To those who argue that such a reform would end the “incentive” to invest in new businesses, progressives need only cite Ronald Reagan. In 1984 Reagan and then-U.S. Sen. Bill Bradley agreed on one of the best reforms of his presidency: tax law that treated all forms of income equally. Government should not be picking winners or manipulating the market. Lawyers and plumbers are as entitled to the incentive to work as plutocrats are entitled to incentives to invest.

Nonetheless, although tax policy under President George W. Bush has been one element in escalating inequality it is far less significant than many progressives acknowledge. Americans generally believe that if I earned it I should be able to keep it. Progressives should respond with a simple and demonstrable claim. Much of the great wealth accumulated during the last two decades is not reminiscent of the Smith Barney commercial: “They make money the old fashioned way, they earn it.” Far from being an agent taking money from the productive and innovative and handing it to slackers, government has increasingly granted favors and special privileges to firms and individuals who have either established a market toehold or who are politically well connected.

Consider what would happen if our most popular national sport, professional football, were to implement a draft system in which there was no salary cap and the winner of the Super Bowl received the first pick in the college player draft every year. Can you spell dynasty.

Our modern political economy is built on this perverse model. Congress talks about the scandal of earmarks, but the entire military budget is filled with no bid contracts and deals that vastly outnumber earmarks. The special supplementary funding for the Iraq occupation includes billions in other contracts for favored security contractors.

The Medicare prescription program might be the poster child for the new economy. Government is not allowed to negotiate a low price with the drug firms because such a practice would supposedly violate the principles of a free market. But government opens its piggy bank to subsidize whatever price the corporate drug dealers can extort from multiple consumers. It is almost a license to print money – paid for by the taxpayers.

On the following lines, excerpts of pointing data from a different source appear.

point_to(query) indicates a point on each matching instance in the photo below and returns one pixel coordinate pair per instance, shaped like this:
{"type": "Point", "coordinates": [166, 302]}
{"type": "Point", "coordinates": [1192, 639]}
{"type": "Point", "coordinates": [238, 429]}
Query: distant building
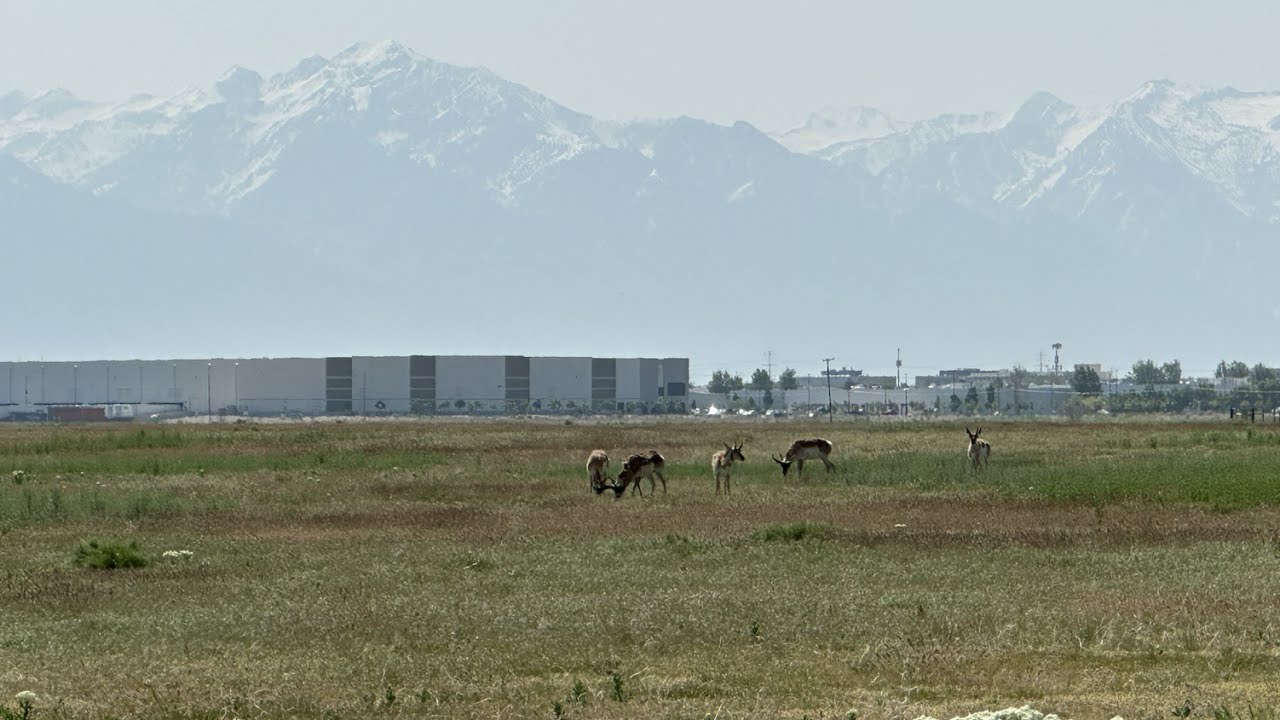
{"type": "Point", "coordinates": [343, 386]}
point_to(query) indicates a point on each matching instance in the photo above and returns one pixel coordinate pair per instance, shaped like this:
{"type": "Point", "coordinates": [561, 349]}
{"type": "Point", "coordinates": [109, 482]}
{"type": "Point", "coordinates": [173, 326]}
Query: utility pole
{"type": "Point", "coordinates": [831, 411]}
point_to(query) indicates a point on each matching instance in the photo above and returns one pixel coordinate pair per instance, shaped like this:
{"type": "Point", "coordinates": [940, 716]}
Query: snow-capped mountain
{"type": "Point", "coordinates": [419, 183]}
{"type": "Point", "coordinates": [833, 126]}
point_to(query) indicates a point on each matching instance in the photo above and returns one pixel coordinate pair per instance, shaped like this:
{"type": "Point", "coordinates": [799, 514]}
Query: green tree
{"type": "Point", "coordinates": [1234, 369]}
{"type": "Point", "coordinates": [760, 379]}
{"type": "Point", "coordinates": [1086, 381]}
{"type": "Point", "coordinates": [787, 381]}
{"type": "Point", "coordinates": [723, 383]}
{"type": "Point", "coordinates": [1146, 373]}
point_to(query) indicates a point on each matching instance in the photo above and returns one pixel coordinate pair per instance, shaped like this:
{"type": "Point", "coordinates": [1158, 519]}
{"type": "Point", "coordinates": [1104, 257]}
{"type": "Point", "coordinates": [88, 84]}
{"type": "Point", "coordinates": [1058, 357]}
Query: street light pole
{"type": "Point", "coordinates": [831, 411]}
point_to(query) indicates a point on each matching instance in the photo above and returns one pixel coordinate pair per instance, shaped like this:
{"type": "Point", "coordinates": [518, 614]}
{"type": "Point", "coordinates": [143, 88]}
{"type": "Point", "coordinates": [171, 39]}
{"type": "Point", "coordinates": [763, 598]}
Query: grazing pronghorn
{"type": "Point", "coordinates": [979, 450]}
{"type": "Point", "coordinates": [638, 468]}
{"type": "Point", "coordinates": [801, 450]}
{"type": "Point", "coordinates": [722, 463]}
{"type": "Point", "coordinates": [598, 469]}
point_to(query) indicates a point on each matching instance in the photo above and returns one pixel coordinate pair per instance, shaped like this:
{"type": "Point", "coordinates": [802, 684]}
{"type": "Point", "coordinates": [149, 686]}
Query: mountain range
{"type": "Point", "coordinates": [379, 201]}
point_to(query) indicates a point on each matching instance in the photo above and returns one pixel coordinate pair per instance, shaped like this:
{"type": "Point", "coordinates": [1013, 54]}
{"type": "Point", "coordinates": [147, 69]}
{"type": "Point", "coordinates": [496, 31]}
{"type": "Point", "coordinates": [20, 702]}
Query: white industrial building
{"type": "Point", "coordinates": [342, 386]}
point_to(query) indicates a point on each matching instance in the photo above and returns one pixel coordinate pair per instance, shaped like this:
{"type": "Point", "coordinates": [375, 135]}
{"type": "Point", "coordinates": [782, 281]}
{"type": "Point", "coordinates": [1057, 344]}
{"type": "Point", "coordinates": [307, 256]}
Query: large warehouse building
{"type": "Point", "coordinates": [351, 384]}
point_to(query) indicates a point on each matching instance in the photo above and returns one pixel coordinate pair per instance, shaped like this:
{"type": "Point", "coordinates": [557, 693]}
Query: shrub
{"type": "Point", "coordinates": [796, 532]}
{"type": "Point", "coordinates": [109, 556]}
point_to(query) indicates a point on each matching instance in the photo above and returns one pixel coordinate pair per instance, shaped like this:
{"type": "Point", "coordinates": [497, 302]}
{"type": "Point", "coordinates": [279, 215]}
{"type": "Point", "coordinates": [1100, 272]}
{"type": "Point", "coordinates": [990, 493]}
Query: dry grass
{"type": "Point", "coordinates": [401, 569]}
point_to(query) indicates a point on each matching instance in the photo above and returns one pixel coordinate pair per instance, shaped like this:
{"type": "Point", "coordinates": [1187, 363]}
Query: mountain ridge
{"type": "Point", "coordinates": [423, 182]}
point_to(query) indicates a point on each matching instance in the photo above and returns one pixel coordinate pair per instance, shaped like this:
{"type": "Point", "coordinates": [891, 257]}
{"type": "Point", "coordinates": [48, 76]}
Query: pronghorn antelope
{"type": "Point", "coordinates": [638, 468]}
{"type": "Point", "coordinates": [801, 450]}
{"type": "Point", "coordinates": [722, 463]}
{"type": "Point", "coordinates": [598, 469]}
{"type": "Point", "coordinates": [979, 450]}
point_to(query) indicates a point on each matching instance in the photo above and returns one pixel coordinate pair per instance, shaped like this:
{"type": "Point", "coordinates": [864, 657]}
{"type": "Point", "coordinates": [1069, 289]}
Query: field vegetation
{"type": "Point", "coordinates": [462, 569]}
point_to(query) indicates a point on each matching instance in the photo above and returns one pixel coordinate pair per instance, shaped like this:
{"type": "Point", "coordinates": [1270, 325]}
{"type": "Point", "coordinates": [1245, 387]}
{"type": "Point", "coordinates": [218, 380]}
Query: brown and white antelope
{"type": "Point", "coordinates": [638, 468]}
{"type": "Point", "coordinates": [722, 463]}
{"type": "Point", "coordinates": [598, 469]}
{"type": "Point", "coordinates": [801, 450]}
{"type": "Point", "coordinates": [979, 450]}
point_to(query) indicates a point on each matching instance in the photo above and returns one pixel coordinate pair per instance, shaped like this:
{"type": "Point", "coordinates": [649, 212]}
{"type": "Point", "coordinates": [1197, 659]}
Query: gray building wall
{"type": "Point", "coordinates": [471, 378]}
{"type": "Point", "coordinates": [273, 386]}
{"type": "Point", "coordinates": [380, 379]}
{"type": "Point", "coordinates": [561, 379]}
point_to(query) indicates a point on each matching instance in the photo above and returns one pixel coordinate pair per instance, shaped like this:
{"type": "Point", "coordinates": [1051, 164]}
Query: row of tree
{"type": "Point", "coordinates": [722, 382]}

My late senior colleague at The Progressive, Erwin Knoll, used to argue that local TV stations, with their long-term monopoly control of a spot on the finite electromagnetic spectrum enjoyed virtual licenses to print money. Today, large media conglomerates have been rewarded with free space for HD transmission. Further media consolidation has severely constrained the range of views and ratcheted up their economic power. Not surprisingly, these same media seldom tell stories of the real routes to modern wealth in America. They make money by another told fashioned way, extortion and connections.

Progressives need to talk not only about taxes but also about leveling the playing field.